随着推荐算法的发展。可以更改/编辑业务规则以使其具有更少或更多级别。对于例如未来可能会添加一个额外的level1条目,比如Type(Kosher,Vegan,Halal)等。规则将如下所示:
+---------------+----------+-----------------+
| Sort Priority | Level 1 | Level 2 |
+---------------+----------+-----------------+
| 1 | Brand | Versatile Foods |
+---------------+----------+-----------------+
| | | Agro |
+---------------+----------+-----------------+
| | | Specialty Foods |
+---------------+----------+-----------------+
| | | |
+---------------+----------+-----------------+
| 2 | Category | Dairy |
+---------------+----------+-----------------+
| | | Produce |
+---------------+----------+-----------------+
| | | Seafood |
+---------------+----------+-----------------+
| | | |
+---------------+----------+-----------------+
| 3 | Type | Kosher |
+---------------+----------+-----------------+
| | | Halal |
+---------------+----------+-----------------+
| | | Vegan |
+---------------+----------+-----------------+
| | | |
+---------------+----------+-----------------+
| 4 | Seasonal | Y |
+---------------+----------+-----------------+
| | | N |
+---------------+----------+-----------------+
figure 2
我需要帮助在R中构建一个脚本,它将按上述业务规则对上表(加载到数据帧)进行排序。 我想要解决的真正问题是,每次向规则添加新条目时,我都不想更改代码。
输入数据(由推荐引擎输出)将是这种类型(图3)。
+-----+-----------------+----------+----------+
| SKU | Brand | Category | Seasonal |
+-----+-----------------+----------+----------+
| 1 | Versatile Foods | Dairy | Y |
+-----+-----------------+----------+----------+
| 2 | Agro | Produce | Y |
+-----+-----------------+----------+----------+
| 3 | Specialty Foods | Seafood | N |
+-----+-----------------+----------+----------+
| 4 | Agro | Produce | N |
+-----+-----------------+----------+----------+
| 5 | Specialty Foods | Organic | Y |
+-----+-----------------+----------+----------+
| 6 | Agro | Meat | N |
+-----+-----------------+----------+----------+
| 7 | Versatile Foods | Seafood | N |
+-----+-----------------+----------+----------+
| 8 | USA Bread | Bakery | Y |
+-----+-----------------+----------+----------+
| 9 | Specialty Foods | Seafood | N |
+-----+-----------------+----------+----------+
| 10 | Versatile Foods | Seafood | N |
+-----+-----------------+----------+----------+
figure 3
使用如图1中的规则定义,脚本的输出应该如下表所示。
请注意Brand = USA业务规则中没有出现的面包如何放在排序列表的底部。
另外,对于第4项和第6项,记录类别='生产'被列在记录的上方,类别='肉类'作为条目'肉类'没有在商业规则中找到但是“生产”#39;是。
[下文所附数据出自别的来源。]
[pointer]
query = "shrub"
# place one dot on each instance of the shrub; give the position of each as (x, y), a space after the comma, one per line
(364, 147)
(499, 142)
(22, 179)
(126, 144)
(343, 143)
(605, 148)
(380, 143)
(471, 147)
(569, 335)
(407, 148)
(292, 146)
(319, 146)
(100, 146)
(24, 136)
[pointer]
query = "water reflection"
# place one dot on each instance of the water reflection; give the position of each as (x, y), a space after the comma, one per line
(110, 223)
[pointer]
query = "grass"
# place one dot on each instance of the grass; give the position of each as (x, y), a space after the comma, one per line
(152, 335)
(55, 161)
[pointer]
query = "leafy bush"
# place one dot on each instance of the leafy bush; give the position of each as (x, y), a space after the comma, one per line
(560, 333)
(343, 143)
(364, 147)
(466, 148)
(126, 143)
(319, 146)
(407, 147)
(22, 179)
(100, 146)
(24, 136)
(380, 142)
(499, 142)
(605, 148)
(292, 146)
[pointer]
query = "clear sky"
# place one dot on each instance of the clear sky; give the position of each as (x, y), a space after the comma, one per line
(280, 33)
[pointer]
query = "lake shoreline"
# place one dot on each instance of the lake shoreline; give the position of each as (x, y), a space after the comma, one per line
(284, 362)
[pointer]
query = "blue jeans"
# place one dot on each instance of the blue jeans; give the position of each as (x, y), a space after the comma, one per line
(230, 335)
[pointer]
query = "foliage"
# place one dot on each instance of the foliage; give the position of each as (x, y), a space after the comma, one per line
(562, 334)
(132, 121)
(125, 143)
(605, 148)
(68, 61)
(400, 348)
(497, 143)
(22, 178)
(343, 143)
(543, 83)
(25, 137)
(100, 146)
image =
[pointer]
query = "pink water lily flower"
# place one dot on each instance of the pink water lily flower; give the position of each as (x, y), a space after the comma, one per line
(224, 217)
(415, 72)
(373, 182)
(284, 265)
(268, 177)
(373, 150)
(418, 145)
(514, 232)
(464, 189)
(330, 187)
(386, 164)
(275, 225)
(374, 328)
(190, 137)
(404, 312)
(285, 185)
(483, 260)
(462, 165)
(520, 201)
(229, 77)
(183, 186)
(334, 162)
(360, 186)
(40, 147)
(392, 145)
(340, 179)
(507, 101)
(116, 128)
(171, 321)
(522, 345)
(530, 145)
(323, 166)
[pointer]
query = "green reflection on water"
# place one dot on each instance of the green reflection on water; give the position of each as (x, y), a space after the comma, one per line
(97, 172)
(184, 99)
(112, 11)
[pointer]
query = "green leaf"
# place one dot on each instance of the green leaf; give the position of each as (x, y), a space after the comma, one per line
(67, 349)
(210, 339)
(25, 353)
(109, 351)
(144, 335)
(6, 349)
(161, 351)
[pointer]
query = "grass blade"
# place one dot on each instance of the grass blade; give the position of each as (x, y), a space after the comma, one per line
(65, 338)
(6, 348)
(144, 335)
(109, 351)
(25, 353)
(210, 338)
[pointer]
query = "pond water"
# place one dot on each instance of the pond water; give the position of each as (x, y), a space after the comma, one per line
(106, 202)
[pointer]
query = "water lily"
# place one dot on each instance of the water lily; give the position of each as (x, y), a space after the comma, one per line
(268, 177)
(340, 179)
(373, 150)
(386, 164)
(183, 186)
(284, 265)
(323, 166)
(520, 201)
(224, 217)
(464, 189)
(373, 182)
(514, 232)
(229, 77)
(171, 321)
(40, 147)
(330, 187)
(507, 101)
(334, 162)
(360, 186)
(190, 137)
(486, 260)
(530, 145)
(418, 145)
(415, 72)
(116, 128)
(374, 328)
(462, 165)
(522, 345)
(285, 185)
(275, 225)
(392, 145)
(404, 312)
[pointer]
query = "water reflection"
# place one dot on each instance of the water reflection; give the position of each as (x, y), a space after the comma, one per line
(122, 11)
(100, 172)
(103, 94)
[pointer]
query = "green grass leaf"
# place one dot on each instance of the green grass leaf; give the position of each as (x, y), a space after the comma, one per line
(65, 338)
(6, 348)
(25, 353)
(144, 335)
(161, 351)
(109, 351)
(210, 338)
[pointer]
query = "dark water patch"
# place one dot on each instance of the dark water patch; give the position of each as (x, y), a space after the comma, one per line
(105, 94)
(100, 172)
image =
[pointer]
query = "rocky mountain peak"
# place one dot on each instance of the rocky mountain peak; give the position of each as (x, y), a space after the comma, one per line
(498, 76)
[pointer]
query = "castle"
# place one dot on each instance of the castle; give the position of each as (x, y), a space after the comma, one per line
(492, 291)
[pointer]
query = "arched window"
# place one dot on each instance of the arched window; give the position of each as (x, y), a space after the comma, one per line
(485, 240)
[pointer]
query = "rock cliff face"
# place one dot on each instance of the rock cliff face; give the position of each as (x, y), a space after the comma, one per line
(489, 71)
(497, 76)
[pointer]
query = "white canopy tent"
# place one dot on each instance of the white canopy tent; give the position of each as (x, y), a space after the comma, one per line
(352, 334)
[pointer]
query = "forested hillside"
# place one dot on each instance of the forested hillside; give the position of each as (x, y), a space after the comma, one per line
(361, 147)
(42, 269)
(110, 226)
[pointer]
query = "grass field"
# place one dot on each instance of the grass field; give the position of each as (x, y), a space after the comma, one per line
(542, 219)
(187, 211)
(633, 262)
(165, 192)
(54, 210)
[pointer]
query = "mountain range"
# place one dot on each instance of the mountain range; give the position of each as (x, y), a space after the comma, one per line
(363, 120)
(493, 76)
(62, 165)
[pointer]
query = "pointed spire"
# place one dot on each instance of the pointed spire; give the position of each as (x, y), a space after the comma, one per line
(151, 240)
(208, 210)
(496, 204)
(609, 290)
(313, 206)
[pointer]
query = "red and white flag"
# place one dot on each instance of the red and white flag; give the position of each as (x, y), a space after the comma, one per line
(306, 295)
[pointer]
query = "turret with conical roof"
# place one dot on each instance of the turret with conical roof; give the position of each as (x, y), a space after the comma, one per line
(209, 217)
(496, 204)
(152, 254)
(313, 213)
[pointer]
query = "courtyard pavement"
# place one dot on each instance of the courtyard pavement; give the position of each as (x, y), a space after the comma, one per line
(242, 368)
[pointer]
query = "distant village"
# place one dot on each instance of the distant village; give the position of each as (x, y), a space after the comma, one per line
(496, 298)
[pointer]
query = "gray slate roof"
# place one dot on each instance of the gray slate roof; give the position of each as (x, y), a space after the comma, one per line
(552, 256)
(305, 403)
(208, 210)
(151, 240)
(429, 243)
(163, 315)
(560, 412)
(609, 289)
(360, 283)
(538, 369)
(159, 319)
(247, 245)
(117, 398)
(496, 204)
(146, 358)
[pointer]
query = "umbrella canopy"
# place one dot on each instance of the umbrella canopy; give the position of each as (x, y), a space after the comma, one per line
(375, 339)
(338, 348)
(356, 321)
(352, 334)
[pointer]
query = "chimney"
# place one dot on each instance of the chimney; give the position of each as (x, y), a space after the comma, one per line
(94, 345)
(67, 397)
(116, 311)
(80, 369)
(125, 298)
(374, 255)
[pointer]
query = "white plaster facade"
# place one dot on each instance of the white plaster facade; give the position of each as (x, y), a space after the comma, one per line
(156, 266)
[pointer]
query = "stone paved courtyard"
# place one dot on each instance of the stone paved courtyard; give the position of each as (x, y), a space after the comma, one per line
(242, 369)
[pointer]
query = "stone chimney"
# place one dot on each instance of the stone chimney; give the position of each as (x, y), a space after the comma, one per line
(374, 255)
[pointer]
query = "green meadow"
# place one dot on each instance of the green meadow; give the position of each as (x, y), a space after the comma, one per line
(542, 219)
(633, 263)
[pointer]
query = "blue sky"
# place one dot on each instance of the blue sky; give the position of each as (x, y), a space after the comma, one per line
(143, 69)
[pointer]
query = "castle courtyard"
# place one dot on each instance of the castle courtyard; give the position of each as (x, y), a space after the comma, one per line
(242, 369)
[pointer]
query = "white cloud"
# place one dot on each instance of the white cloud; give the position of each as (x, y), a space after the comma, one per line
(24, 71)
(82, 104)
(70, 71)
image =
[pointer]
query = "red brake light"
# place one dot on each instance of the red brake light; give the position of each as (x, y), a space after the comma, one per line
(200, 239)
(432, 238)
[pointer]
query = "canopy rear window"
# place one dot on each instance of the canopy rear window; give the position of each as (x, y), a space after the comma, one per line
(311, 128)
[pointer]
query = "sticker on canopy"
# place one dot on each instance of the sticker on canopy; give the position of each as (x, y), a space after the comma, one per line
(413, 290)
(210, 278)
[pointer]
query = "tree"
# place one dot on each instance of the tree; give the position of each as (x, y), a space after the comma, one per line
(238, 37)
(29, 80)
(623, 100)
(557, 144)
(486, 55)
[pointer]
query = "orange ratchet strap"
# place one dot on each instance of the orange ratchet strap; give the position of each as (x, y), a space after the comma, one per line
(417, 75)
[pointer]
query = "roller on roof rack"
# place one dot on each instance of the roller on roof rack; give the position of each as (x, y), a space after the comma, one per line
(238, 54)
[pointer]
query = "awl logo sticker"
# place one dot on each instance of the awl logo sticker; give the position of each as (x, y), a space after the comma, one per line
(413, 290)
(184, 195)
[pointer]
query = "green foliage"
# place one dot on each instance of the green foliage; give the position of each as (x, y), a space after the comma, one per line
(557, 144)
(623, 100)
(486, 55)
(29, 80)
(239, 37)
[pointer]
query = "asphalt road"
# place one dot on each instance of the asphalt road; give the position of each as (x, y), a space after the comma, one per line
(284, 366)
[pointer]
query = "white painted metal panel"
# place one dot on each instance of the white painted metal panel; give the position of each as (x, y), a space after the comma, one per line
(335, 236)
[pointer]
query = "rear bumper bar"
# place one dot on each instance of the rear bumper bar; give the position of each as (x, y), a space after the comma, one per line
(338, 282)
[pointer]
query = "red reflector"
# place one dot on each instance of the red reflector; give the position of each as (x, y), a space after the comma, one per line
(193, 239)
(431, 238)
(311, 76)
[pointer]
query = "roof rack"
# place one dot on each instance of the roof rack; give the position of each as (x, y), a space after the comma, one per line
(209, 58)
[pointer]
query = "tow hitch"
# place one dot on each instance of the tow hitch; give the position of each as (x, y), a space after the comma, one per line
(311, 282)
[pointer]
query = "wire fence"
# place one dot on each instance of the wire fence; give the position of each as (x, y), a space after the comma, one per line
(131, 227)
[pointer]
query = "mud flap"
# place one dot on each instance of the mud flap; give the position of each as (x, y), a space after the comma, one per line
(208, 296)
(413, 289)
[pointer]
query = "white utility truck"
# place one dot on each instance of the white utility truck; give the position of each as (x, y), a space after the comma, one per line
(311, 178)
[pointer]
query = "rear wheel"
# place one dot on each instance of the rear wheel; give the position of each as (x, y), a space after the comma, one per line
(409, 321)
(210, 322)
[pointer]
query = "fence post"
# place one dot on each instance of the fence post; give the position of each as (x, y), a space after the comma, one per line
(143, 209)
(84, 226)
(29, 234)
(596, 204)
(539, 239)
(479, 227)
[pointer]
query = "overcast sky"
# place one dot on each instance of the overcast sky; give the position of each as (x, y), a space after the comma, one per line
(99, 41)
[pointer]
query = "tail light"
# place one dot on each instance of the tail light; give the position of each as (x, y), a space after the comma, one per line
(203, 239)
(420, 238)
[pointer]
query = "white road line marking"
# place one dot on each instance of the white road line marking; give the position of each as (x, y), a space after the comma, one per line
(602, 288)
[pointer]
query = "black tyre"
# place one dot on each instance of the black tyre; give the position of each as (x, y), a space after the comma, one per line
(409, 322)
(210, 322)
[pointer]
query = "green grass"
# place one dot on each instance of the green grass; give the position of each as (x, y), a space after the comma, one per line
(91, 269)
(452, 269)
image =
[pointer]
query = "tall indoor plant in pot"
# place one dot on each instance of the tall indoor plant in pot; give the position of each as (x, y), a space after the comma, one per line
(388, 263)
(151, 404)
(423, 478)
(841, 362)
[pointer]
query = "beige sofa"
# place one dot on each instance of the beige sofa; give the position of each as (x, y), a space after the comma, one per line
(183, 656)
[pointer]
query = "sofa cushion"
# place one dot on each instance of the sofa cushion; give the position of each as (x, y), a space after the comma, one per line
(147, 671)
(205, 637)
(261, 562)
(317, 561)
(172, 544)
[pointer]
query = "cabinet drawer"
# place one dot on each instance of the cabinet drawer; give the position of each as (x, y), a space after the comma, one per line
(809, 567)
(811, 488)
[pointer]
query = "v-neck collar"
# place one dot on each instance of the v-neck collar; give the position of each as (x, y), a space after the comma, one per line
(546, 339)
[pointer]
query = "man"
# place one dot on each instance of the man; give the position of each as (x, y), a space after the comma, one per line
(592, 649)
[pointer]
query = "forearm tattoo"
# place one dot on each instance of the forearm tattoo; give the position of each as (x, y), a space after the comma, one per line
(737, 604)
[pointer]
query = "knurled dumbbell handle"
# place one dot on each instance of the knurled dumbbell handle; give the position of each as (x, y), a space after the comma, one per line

+-----+-----------------+----------+----------+
| SKU | Brand | Category | Seasonal |
+-----+-----------------+----------+----------+
| 1 | Versatile Foods | Dairy | Y |
+-----+-----------------+----------+----------+
| 7 | Versatile Foods | Seafood | N |
+-----+-----------------+----------+----------+
| 10 | Versatile Foods | Seafood | N |
+-----+-----------------+----------+----------+
| 2 | Agro | Produce | Y |
+-----+-----------------+----------+----------+
| 4 | Agro | Produce | N |
+-----+-----------------+----------+----------+
| 6 | Agro | Meat | N |
+-----+-----------------+----------+----------+
| 3 | Specialty Foods | Seafood | N |
+-----+-----------------+----------+----------+
| 9 | Specialty Foods | Seafood | N |
+-----+-----------------+----------+----------+
| 5 | Specialty Foods | Organic | Y |
+-----+-----------------+----------+----------+
| 8 | USA bread | Bakery | Y |
+-----+-----------------+----------+----------+
figure 4
答案 0 :(得分:0)
您可以使用因子编码来订购您想要的东西。例如:
> lvl <- c('Versatile Foods', 'Agro', 'Specialty Foods')
> lvl <- append(lvl, sort(setdiff(unique(df$Brand), lvl)))
>
> df$Brand <- factor(df$Brand, levels=lvl)
>
> lvl <- c("Dairy", "Produce", "Seafood")
> lvl <- append(lvl, sort(setdiff(unique(df$Category), lvl)))
>
> df$Category <- factor(df$Category, levels=lvl)
>
> df$Seasonal <- factor(df$Seasonal, levels=c('Y', 'N'))
>
>
> df[order(df$Brand, df$Category, df$Seasonal), ]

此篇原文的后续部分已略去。